Virtual Teaming: Faculty Collaboration in Online Spaces
More than a decade ago, Jessica Lipnack and Jeffrey Stamps’s (2000) book Virtual Teaming: People Working Across Boundaries with Technology prophesied a shift in communication and in the way businesses and organizations would get things done. “In time,” they wrote, “virtual teams will become the natural way to work, nothing special” (p. xxiv). The time for virtual teams has come for many industries, agencies, and organizations, with everyone from fire departments and museums to giant conglomerates like Shell and Pfizer (profiled by Lipnack and Stamps). More than a decade later, online and geographically dispersed collaboration seems commonplace.

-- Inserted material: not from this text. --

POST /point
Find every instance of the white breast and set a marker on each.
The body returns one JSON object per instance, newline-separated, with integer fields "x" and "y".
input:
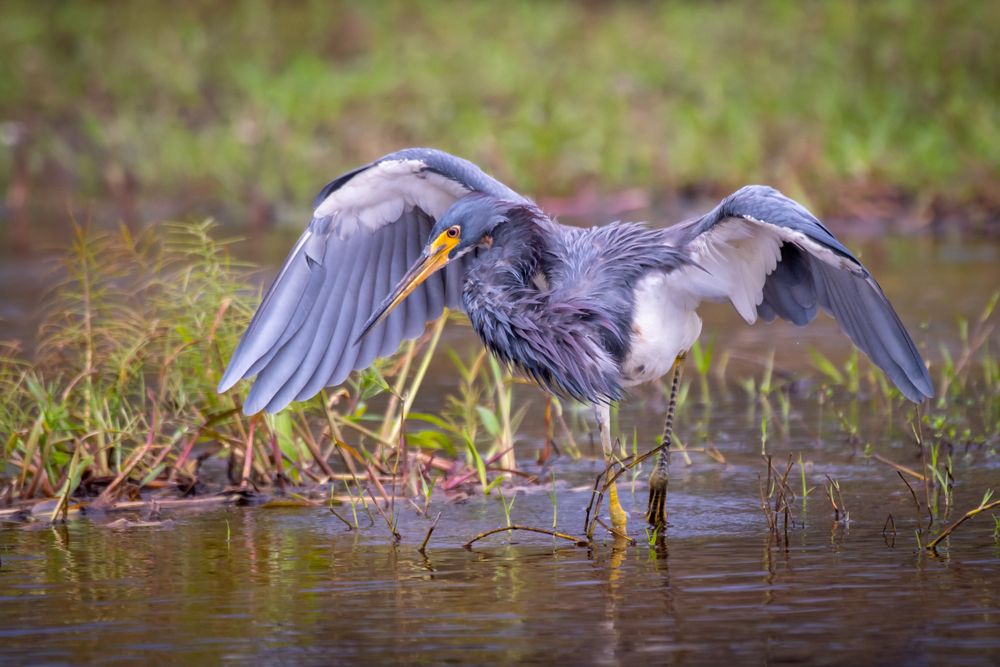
{"x": 665, "y": 325}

This approach has not, however, become commonplace for academia despite that collaboration is nothing new in classrooms and technologies encouraging multimodal communication continue to fill smart classrooms and campus computer labs. But much of this collaboration, whether taken up by students working on assignments or by faculty working together for scholarly or administrative purposes, is local. We team with those in our buildings and on our campuses, but it is less common to work virtually with those separated by regional and institutional borders and is a practice usually reserved for faculty research projects rather than the daily work of our classrooms. This article chronicles the experiences of one academic virtual team made up of three faculty members engaged in a project positioned at the intersections between collaboration, workplace writing, pedagogy, and dispersed technologically facilitated teaming and learning.